Nanoarchitectured In-situ Pre-Lithiated Carbon Anode for High-Power and Long-Life Li-Ion Capacitors

Abstract

Lithium-ion capacitors (LICs) combine high energy and power densities but often suffer from poor cycle stability (<10,000 cycles) due to uncontrolled Li+ ion losses during solid electrolyte interphase (SEI) layer formation and irreversible side reactions. From the industrial standpoint, achieving >20,000 cycles necessitates an adequate pre-lithiation strategy that efficiently replenishes ions to offset such losses. This work proposes a scalable pre-lithiation approach by adding a thin lithium metal foil (46 µm) in direct contact with the anode while assembling LIC. The electrochemical potential difference between the Li foil and the carbon-coated porous current collector anode facilitates the lithiation process and promotes in-situ pre-lithiation (ISP). After a 10 h pre-lithiation time, the resultant LiCx and SEI layer were verified by ex-situ characterizations.
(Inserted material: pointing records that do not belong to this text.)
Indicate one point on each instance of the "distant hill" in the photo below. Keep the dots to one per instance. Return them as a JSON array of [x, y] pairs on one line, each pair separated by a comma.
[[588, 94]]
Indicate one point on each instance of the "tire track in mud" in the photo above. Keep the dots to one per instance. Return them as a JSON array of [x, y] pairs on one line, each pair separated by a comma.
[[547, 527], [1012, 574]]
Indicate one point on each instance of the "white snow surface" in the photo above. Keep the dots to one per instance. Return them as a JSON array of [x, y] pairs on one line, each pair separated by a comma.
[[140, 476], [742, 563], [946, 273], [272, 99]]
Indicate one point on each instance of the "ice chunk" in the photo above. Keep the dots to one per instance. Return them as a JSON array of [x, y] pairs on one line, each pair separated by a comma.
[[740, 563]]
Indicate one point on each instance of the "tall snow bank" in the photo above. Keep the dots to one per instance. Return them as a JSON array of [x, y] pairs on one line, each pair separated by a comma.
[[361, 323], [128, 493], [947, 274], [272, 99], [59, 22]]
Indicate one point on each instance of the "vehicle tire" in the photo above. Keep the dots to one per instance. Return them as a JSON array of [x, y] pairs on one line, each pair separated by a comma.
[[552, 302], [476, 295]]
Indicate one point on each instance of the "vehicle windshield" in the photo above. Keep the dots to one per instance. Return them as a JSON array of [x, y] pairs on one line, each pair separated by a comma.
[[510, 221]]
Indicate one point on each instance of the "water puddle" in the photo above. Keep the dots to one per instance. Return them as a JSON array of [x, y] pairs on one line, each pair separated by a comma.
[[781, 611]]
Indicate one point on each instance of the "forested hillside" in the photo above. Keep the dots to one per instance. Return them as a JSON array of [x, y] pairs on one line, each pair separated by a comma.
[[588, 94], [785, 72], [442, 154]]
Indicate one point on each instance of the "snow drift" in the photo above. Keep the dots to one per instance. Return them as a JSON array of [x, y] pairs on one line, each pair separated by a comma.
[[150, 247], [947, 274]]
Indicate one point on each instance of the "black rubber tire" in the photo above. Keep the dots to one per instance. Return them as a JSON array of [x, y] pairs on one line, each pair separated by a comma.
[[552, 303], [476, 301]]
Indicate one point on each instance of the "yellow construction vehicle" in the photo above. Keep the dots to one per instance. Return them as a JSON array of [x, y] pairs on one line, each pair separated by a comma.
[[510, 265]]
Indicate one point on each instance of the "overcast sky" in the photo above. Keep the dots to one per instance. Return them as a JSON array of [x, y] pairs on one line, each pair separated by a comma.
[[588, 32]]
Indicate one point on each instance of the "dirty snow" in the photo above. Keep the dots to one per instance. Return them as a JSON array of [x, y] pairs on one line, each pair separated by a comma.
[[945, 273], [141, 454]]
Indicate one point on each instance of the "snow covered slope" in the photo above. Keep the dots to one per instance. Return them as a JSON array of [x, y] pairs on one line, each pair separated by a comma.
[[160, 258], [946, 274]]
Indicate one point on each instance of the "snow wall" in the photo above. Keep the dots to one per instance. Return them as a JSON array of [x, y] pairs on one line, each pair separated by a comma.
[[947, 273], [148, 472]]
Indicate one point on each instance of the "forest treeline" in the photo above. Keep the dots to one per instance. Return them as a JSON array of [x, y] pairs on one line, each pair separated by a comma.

The optimized LIC demonstrated a best-in-class specific energy of 204 Wh kg-1 and a specific power of 5.5 kW kg-1. The device achieved a remarkable capacity retention of 87 % after 40,000 full charge-discharge cycles, equivalent to 631 h. This structurally engineered strategy underscores the critical role of pre-lithiation in advancing the next-generation, high-performance energy storage solutions.